Depuis la capture du président déchu Nicolas Maduro par l'armée américaine en début d'année, Delcy Rodriguez a pris les rênes du gouvernement vénézuélien. Lors d'un entretien accordé à la chaîne NBC, elle a promis d'organiser des élections libres et équitables dans un contexte de pression américaine. En effet, sa déclaration survient plus d'un mois après que Maduro ait été arrêté.
Interrogée sur sa volonté d'engager des élections transparentes, Rodriguez a affirmé : "oui, absolument". Son engagement, selon NBC, souligne une volonté de sortir le pays de sa situation actuelle marquée par des tensions et des sanctions internationaux.

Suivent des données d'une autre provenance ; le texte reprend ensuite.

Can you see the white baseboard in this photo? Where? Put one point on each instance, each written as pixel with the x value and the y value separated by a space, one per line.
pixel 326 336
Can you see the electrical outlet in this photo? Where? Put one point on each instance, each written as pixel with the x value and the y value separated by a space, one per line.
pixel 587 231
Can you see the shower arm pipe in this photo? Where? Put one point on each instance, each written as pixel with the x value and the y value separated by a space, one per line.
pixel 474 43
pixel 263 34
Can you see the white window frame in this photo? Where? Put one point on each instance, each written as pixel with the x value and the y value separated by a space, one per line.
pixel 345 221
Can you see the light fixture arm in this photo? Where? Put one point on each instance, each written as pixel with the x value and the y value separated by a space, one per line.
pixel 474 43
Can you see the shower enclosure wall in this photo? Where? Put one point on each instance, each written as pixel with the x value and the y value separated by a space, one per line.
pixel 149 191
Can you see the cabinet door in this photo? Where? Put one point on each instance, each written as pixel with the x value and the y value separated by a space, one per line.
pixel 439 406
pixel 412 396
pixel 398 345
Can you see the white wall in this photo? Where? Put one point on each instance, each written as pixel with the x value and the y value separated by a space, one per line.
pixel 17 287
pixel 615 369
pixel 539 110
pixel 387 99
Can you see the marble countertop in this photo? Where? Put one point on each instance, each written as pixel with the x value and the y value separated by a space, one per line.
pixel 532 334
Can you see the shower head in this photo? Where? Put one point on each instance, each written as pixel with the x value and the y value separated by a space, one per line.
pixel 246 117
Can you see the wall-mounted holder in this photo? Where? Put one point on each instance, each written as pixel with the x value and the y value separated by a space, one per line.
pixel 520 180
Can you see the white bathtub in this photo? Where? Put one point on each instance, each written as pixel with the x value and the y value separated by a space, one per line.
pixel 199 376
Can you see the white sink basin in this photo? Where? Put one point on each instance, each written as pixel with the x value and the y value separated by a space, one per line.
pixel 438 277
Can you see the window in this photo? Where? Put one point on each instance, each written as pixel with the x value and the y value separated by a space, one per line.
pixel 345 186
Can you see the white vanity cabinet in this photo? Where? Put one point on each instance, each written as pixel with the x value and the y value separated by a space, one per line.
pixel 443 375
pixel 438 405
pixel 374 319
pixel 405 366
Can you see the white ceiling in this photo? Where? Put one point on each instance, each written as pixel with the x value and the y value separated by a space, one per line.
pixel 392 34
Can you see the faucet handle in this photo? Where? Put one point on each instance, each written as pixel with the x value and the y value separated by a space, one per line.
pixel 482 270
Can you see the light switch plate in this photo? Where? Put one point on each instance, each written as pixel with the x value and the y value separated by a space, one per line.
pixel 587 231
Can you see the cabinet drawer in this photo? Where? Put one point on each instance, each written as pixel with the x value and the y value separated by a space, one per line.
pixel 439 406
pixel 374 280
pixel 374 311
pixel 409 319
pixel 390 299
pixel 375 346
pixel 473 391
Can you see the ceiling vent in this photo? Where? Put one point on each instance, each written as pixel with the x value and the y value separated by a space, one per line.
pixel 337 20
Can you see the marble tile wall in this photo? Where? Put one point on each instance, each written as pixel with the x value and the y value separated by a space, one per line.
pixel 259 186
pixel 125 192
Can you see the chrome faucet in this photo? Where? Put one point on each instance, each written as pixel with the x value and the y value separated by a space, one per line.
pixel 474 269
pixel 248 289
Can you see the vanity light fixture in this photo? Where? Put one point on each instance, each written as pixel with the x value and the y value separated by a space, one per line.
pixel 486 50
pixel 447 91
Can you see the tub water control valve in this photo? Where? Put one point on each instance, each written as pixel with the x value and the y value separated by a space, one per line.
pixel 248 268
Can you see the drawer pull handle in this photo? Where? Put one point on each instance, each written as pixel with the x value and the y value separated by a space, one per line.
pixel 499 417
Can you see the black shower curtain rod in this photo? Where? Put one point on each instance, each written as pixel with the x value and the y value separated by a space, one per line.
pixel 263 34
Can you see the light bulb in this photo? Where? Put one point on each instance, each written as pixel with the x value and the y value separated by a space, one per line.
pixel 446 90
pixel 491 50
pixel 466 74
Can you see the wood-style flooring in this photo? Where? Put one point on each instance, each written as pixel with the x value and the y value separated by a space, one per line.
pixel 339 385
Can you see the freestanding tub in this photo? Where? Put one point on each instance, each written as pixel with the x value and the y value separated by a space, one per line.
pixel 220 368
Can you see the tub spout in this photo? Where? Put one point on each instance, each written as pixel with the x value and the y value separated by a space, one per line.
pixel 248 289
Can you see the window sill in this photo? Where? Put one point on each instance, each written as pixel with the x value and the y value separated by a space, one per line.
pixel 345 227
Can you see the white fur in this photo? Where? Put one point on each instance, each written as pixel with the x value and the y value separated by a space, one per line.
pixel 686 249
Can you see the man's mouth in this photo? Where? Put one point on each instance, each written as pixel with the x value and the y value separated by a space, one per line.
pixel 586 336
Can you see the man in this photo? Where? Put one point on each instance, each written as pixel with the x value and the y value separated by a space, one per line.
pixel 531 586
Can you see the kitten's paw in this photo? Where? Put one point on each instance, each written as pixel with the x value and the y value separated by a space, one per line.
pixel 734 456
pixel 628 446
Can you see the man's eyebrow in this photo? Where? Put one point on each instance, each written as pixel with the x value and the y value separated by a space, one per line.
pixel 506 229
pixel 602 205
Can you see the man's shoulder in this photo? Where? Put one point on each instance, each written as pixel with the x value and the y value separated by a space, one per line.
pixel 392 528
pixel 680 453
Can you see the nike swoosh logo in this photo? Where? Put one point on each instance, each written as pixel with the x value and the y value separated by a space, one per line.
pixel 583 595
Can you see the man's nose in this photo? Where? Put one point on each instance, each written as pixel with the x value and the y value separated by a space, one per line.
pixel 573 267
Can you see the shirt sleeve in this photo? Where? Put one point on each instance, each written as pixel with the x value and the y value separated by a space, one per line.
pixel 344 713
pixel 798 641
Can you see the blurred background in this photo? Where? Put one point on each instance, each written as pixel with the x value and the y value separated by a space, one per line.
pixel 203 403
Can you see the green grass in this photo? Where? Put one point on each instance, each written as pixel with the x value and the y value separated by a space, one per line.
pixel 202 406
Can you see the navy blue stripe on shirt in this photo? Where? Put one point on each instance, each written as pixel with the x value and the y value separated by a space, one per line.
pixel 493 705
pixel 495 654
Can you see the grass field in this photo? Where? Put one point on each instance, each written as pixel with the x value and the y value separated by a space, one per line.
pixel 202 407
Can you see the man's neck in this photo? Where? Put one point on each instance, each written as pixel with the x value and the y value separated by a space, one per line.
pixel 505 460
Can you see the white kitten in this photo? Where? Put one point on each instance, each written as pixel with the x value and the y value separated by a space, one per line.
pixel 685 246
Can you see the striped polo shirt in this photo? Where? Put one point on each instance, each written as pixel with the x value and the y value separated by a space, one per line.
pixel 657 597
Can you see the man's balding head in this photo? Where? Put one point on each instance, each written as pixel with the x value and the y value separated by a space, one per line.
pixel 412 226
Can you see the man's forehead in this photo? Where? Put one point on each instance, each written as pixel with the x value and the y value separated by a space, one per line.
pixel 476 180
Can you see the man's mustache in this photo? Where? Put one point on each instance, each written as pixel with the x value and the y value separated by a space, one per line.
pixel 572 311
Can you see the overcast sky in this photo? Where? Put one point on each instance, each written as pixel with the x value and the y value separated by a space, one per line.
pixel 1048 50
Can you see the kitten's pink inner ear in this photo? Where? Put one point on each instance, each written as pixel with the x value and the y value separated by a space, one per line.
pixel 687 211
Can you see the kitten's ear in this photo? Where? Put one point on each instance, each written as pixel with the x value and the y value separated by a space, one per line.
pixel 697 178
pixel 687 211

Rodriguez a précisé : "Organiser des élections libres et équitables signifie un pays libre où la justice prime. Cela doit s'effectuer sans sanctions ni intimidations internationales." Cette initiative intervient alors que l'opposition avait boycotté les dernières élections législatives en 2025, soulignant le climat politique tendu dans le pays.

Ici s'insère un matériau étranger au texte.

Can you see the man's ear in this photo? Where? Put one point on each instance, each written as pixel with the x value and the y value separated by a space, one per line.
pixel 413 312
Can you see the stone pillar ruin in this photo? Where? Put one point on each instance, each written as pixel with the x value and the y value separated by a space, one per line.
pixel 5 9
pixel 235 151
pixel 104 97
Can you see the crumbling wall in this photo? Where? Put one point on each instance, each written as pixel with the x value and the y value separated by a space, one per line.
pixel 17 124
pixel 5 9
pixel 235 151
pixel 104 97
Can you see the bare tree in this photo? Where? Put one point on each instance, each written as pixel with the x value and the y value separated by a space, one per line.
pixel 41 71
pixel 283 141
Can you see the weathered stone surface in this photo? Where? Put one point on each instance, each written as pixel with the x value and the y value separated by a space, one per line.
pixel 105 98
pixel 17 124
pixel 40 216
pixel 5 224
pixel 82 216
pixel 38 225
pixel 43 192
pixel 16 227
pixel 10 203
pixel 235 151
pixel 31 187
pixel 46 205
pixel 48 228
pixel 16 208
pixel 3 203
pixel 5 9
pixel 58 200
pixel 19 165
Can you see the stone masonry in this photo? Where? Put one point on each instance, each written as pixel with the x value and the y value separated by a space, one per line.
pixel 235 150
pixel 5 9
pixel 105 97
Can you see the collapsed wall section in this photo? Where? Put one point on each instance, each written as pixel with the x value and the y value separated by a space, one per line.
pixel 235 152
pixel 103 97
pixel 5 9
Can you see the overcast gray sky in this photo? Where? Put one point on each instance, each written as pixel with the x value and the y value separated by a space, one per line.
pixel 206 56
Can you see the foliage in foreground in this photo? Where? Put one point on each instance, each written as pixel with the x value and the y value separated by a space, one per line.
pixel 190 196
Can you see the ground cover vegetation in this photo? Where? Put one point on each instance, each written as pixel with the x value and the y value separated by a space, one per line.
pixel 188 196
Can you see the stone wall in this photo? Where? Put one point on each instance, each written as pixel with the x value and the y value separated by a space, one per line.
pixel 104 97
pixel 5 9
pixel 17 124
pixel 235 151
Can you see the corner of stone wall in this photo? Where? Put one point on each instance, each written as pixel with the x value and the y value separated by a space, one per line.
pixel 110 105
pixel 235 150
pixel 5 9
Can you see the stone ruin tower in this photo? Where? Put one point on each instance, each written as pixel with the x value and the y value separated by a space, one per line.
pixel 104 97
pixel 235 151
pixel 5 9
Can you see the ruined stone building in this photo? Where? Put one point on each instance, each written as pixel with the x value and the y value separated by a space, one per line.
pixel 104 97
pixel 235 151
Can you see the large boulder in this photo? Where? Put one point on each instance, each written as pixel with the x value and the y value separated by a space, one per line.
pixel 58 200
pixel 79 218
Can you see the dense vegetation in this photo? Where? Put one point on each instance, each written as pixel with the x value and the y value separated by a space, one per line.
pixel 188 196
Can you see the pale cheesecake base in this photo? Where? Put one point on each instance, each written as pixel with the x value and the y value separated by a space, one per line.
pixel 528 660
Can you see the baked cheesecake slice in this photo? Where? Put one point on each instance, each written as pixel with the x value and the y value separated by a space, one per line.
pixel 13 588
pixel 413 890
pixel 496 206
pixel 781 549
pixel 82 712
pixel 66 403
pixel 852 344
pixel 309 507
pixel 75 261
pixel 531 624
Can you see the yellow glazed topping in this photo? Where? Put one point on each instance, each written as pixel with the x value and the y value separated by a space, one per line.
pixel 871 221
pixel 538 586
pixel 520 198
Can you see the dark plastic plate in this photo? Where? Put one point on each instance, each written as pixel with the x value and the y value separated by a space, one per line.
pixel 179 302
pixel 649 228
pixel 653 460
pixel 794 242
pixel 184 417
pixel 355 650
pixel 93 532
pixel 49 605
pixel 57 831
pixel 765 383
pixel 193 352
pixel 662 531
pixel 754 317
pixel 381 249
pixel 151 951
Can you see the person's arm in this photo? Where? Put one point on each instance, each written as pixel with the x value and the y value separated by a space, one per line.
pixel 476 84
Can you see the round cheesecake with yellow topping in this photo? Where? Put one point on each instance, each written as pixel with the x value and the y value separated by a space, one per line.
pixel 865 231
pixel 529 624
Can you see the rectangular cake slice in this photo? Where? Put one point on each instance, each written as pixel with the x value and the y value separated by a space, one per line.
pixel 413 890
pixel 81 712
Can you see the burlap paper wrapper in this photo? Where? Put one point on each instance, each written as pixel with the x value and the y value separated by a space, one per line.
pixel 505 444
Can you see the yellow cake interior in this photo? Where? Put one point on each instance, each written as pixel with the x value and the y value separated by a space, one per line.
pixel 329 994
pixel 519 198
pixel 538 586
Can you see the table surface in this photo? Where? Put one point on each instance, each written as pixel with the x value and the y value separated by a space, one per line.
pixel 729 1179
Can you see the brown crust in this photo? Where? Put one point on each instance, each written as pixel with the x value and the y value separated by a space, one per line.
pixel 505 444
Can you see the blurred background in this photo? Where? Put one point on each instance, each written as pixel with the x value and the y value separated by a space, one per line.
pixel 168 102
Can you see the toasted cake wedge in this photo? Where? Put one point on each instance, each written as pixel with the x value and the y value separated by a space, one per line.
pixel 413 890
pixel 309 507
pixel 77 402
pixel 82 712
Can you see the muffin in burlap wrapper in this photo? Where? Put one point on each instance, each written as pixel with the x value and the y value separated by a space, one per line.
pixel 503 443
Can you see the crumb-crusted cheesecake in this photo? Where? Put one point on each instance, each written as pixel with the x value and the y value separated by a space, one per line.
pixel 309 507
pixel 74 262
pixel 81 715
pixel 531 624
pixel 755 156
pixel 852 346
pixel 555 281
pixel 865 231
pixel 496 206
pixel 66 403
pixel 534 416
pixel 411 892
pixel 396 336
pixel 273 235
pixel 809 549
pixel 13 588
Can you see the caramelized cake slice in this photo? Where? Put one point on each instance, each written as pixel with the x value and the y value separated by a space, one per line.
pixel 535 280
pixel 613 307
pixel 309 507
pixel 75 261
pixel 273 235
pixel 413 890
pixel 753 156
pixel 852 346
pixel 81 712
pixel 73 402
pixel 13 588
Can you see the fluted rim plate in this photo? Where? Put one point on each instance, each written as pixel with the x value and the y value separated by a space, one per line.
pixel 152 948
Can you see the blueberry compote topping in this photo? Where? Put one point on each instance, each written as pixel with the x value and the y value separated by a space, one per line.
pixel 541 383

Les événements récents rappellent les troubles qui ont suivi les élections présidentielles controversées de 2024, où environ 2 400 personnes ont été arrêtées, et 28 tuées lors de la répression des manifestations. L’opposition continuait de revendiquer sa victoire, dénonçant des fraudes et des irrégularités au scrutin.
Sous pression américaine
Ce jeudi, l'Assemblée nationale vénézuélienne a lancé le débat sur une loi d'amnistie générale, qui pourrait entraîner des libérations massives de prisonniers politiques. Des milliers de citoyens ont récemment pris part à la première manifestation d’envergure depuis la chute de Maduro, témoignant d'un renouveau de l'opposition.

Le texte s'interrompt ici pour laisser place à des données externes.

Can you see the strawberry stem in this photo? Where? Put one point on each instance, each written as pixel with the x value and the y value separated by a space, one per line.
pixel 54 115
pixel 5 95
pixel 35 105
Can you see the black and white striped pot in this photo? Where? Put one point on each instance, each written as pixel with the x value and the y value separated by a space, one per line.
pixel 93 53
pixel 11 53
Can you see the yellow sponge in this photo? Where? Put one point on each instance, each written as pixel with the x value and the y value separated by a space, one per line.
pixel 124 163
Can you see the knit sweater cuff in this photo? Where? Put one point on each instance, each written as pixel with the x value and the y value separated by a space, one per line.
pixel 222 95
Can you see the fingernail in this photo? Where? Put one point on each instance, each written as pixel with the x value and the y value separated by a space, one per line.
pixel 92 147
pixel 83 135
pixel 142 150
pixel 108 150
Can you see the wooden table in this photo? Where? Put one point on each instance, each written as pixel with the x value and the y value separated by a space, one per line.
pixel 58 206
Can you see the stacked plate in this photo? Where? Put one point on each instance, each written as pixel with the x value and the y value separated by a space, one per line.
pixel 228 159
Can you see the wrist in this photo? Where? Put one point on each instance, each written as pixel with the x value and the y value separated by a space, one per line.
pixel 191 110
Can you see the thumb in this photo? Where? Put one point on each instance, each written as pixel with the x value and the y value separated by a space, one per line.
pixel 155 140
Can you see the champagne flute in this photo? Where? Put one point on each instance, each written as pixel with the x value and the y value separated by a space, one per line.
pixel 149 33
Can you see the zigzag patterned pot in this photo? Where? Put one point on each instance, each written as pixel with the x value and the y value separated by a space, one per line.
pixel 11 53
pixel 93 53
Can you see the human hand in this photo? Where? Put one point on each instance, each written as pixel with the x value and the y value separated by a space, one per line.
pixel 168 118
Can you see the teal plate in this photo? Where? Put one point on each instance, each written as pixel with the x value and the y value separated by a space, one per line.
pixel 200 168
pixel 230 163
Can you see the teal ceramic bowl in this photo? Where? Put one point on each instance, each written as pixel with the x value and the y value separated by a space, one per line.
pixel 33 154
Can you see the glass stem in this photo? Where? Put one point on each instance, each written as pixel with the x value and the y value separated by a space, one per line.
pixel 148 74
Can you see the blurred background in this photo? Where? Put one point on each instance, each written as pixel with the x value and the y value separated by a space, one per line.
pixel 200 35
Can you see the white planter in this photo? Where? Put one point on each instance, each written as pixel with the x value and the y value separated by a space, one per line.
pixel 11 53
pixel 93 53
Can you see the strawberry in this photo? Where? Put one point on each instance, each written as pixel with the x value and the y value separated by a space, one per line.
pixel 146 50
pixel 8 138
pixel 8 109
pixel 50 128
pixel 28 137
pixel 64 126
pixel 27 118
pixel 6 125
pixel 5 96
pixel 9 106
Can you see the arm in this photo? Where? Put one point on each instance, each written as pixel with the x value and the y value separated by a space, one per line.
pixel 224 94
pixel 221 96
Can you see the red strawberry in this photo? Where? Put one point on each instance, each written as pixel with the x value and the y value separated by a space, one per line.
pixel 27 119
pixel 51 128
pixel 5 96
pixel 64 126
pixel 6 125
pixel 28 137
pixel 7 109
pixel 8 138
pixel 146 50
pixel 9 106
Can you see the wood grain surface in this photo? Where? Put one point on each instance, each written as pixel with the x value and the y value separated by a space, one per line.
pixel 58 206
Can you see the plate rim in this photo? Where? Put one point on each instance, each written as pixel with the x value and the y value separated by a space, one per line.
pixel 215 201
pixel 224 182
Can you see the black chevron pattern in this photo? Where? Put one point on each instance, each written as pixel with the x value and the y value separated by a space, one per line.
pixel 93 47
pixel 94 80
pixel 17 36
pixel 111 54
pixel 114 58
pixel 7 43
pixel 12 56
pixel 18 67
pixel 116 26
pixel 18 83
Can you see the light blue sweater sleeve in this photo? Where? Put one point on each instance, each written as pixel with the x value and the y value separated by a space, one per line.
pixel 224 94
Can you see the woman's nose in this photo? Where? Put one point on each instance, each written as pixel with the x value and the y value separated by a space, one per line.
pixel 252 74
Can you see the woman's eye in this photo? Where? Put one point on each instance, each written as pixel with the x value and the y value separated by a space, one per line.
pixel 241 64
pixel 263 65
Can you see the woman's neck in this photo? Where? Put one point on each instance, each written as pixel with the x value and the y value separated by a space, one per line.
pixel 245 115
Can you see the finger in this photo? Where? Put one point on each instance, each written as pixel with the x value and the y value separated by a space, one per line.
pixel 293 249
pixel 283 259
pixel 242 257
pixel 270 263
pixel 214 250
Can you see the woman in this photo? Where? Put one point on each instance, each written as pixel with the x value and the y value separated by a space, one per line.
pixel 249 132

Delcy Rodriguez, dans le cadre de cette dynamique, a visité des installations pétrolières au Venezuela avec le ministre de l'Énergie américain, Chris Wright. Cette visite a été perçue comme un indicateur d'une volonté de rétablir les relations avec les États-Unis, énonçant les changements nécessaires dans la gestion des ressources du pays.